If you happen to be converting a blog from WordPress to Jekyll, this tip might be of use, especially if you want to make sure links to your existing posts continue to work. While this is most likely to be an issue if you’re changing your permalink structure, you can still run into a few hiccups even if you maintain it.
Note that this post assumes you have a working knowledge of Ruby and can get the WordPress importer script to run on its own, including installing the sequel and MySQL gems. If you’re not that far yet, check back once you have it working.
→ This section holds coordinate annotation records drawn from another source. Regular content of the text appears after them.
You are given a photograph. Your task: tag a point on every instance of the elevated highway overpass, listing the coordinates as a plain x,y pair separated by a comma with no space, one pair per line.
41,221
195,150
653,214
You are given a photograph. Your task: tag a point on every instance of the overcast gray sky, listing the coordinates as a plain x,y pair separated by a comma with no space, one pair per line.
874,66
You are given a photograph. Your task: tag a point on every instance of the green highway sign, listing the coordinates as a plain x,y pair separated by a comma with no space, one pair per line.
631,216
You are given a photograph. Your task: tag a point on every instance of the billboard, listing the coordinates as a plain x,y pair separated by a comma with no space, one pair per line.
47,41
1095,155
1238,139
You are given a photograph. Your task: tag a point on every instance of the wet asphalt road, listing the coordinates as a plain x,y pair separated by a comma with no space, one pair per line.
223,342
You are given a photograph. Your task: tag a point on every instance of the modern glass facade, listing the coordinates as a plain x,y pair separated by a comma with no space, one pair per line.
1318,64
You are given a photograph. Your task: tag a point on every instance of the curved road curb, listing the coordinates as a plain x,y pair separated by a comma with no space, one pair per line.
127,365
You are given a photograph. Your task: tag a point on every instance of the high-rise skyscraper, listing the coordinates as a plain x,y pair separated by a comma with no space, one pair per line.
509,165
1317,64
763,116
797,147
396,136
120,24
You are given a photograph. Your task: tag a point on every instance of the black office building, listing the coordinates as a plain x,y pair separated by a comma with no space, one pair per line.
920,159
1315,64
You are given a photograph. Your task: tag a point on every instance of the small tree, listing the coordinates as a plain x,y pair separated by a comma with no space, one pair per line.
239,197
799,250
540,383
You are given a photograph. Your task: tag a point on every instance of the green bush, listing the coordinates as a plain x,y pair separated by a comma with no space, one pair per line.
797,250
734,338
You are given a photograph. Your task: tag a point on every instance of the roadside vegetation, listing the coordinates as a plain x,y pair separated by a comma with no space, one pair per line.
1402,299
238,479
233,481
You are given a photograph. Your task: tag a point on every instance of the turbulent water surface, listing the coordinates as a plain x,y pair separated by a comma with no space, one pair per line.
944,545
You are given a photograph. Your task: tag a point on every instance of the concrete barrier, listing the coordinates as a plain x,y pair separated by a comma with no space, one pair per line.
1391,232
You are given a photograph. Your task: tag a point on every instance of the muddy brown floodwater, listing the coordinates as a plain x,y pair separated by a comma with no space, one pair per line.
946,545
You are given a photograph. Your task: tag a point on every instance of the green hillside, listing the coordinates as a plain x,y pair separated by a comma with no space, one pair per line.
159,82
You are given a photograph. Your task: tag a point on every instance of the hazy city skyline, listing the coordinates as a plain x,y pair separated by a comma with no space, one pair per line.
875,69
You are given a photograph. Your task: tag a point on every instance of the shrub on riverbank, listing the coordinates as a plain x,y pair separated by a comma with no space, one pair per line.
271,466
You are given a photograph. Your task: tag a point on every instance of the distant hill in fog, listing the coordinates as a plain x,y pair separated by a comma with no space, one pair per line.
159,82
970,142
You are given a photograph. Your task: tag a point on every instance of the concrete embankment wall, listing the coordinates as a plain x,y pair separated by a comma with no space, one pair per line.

I’m posting this to document my own discoveries, and I highly doubt it will be of much use to anyone else. While I have this working for my particular needs, this post only details enough to give you an idea how to implement your own. If you’ve read this far and don’t know what’s going on, you should probably skip this one.
I converted from having no dates in the url (/post-name) to having full dates (/2013/04/04/post-name). I handled this with Apache redirects. If you’re using another server platform, you’ll need to adjust the rule output accordingly.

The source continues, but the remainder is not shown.